Background: Surface polysaccharides (SPs), such as lipopolysaccharide (O antigen) and capsular polysaccharide (K antigen), play a key role in the pathogenicity of Escherichia coli (E. coli). Gene cluster for polysaccharide antigen biosynthesis encodes various glycosyltransferases (GTs), which drive the process of SP synthesis and determine the serotype. Results: In this study, a total of 7,741 E. coli genomic sequences were chosen for systemic data mining. The monosaccharides in both O and K antigens were dominated by D-hexopyranose, and the SPs in 70–80% of the strains consisted of only the five most common hexoses (or some of them). The linkages between the two monosaccharides were mostly α-1,3 (23.15%) and β-1,3 (20.49%) bonds. Uridine diphosphate activated more than 50% of monosaccharides for glycosyltransferase reactions.
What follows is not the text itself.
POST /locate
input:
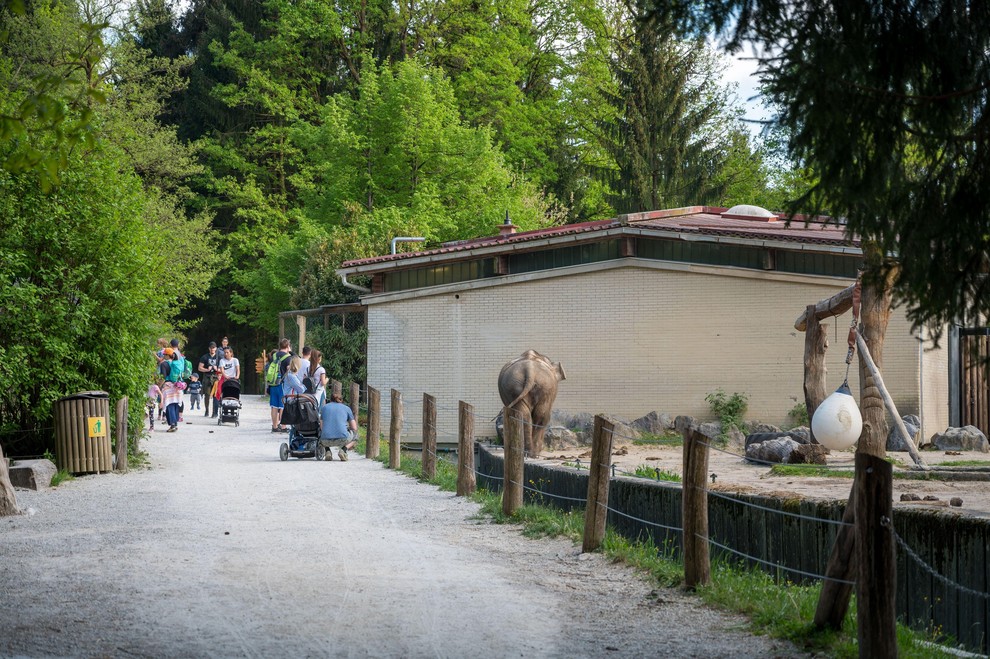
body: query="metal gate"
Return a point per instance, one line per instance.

These results suggest that the most common pathways could be integrated into chassis cells to promote glycan biosynthesis. We constructed a database (EcoSP, http://ecosp.dmicrobe.cn/) for browse this information, such as monosaccharide synthesis pathways. It can also be used for serotype analysis and GT annotation of known or novel E. coli sequences, thus facilitating the diagnosis and typing. Conclusions: Summarizing and analyzing the properties of these polysaccharide antigens and GTs are of great significance for designing glycan-based vaccines and the synthetic glycobiology.